Así se ganó la moción y así coaguló una coalición cuyo principal elemento aglutinador, como señaló Santos Juliá, era el rechazo. Lo que les unía era el rechazo a un PP podrido por la corrupción y que había fracasado estrepitosamente en su gestión del desafío independentista planteado por la Generalitat. Pero celebradas las nuevas elecciones generales, convocadas bajo el impacto de la fotografía nacionalpopulista de la manifestación de Colón, Sánchez no miró al alfil que le había llevado a la presidencia. Su primera opción fue Ciudadanos. Era lo esperable. Su agenda gubernamental había sido la implementación de la agenda reformista sobre la que hacía pocos años habían llegado a un acuerdo con los naranjas. Pero Albert Rivera, ciego de la vanidad alimentada por los poderes de Madrid –el 'momento Rivera' merecería una antología–, bloqueó ese acuerdo.
La enésima repetición electoral, al fin, haría inevitable lo que pareció un matrimonio de conveniencia imposible.
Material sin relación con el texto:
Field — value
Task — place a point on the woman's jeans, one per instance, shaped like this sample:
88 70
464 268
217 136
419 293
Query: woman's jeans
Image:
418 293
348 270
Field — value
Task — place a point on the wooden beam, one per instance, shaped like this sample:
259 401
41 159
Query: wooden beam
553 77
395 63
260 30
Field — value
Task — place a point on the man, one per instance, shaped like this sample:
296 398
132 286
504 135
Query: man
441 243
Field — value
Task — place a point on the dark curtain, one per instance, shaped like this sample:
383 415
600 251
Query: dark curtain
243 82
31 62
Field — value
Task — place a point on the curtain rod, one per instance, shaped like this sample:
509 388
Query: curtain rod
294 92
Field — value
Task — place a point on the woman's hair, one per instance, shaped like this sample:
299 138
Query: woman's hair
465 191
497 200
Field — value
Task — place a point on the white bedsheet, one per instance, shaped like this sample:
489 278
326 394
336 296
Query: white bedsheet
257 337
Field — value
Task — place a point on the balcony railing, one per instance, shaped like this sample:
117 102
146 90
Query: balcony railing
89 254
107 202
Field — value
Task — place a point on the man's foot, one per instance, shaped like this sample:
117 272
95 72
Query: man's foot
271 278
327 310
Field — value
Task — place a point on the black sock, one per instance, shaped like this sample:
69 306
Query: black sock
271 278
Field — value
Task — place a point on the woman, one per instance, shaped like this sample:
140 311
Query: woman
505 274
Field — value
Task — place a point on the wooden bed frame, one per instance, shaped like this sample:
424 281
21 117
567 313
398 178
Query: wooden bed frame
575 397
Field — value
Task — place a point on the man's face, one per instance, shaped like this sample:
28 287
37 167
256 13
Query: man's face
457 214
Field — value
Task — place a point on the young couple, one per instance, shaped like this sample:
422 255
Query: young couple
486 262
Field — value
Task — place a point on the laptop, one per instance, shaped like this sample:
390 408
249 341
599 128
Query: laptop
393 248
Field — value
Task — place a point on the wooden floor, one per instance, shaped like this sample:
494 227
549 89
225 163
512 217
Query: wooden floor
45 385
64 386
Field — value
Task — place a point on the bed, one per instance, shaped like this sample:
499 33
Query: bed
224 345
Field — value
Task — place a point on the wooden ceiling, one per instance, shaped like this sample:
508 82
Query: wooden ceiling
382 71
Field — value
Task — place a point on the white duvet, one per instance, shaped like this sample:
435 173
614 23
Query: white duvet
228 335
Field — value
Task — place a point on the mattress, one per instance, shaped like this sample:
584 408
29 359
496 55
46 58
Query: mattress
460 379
Sánchez prefería el insomnio a perder el poder. En enero de 2020, Pablo Iglesias llegó a vicepresidente. Pero su breve paso por el gobierno no lo consolidaría como un buen político. Digamos que no completó la maduración del personaje que podía deducirse de su conversación con Enric Juliana en Nudo España. El activista no liberaba al político para que fuera un gobernante. Un contraejemplo. Mientras Yolanda Díaz sí era percibida como una gobernante de izquierdas respetada transversalmente, Iglesias iba limitando su consideración. Lo significativo no era su acción política sino la retórica frentista en el Congreso de los Diputados cuya consecuencia principal ha acabado siendo la movilización extremosa del centro derecha contra del gobierno. Con la pandemia pretendió liderar la configuración del escudo social, en especial de una iniciativa como el Ingreso Mínimo Vital, pero a efectos prácticos la respuesta política a la emergencia sanitaria la facilitó Europa.
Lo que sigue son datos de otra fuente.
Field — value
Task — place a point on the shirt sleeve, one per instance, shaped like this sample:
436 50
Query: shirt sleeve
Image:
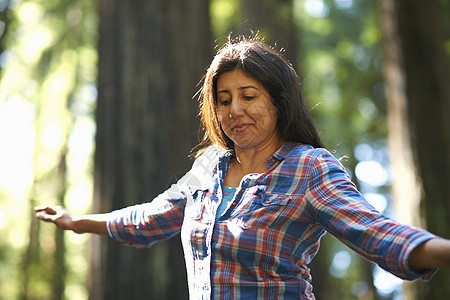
337 205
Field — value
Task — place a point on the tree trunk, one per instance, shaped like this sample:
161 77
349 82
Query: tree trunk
151 56
418 95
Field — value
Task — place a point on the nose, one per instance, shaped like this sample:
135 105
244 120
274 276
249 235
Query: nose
236 109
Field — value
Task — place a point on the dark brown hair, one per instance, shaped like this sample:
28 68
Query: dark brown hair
260 61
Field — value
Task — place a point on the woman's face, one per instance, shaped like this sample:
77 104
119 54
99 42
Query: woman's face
246 112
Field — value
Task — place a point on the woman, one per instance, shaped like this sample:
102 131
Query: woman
261 193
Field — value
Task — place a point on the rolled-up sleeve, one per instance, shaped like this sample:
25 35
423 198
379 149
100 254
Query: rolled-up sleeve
336 204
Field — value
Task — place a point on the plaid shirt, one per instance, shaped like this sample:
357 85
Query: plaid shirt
260 248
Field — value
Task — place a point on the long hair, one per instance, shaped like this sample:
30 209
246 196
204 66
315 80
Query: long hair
260 61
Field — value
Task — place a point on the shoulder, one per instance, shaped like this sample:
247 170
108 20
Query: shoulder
210 157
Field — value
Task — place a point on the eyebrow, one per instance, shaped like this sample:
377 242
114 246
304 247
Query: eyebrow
240 89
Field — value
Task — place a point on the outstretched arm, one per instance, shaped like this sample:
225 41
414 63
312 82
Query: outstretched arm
434 253
62 218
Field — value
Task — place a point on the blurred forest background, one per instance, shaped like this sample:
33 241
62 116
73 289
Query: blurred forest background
97 111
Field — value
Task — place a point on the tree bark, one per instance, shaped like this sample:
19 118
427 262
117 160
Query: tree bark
151 56
418 95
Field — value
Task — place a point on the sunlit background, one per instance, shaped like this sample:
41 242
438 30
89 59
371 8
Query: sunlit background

Europa, lentamente, estaba cambiando. A diferencia de lo ocurrido durante la crisis anterior –la crisis que hizo de Tsipras un político y de Varoufakis un ideólogo–, ahora la Unión Europea es y seguirá siendo el principal salvavidas de una presidencia liviana. Vacunas y Fondos Europeos podrían actuar como el cemento que apuntale nuevamente el Estado del 78. Fin de ciclo. Seguramente las circunstancias que hicieron posible la construcción del carisma de Pablo Iglesias, pues, ya pertenezcan a otro tiempo. Lo sabía. Y, fatigado del desgaste, buscó la mejor manera para saltar de un presente donde el 15M es recuerdo de lo que pudo haber sido. El efecto mariposa de la fracasada moción de censura en Murcia le abrió la puerta a Pablo Iglesias para escapar de una situación de asedio maníaco. La campaña electoral madrileña le permitiría despedirse salvando el grupo de Podemos en la Asamblea regional y destensando la crítica contra el Gobierno. Al fin el activista había ganado al vicepresidente. Por ahora este es su epílogo.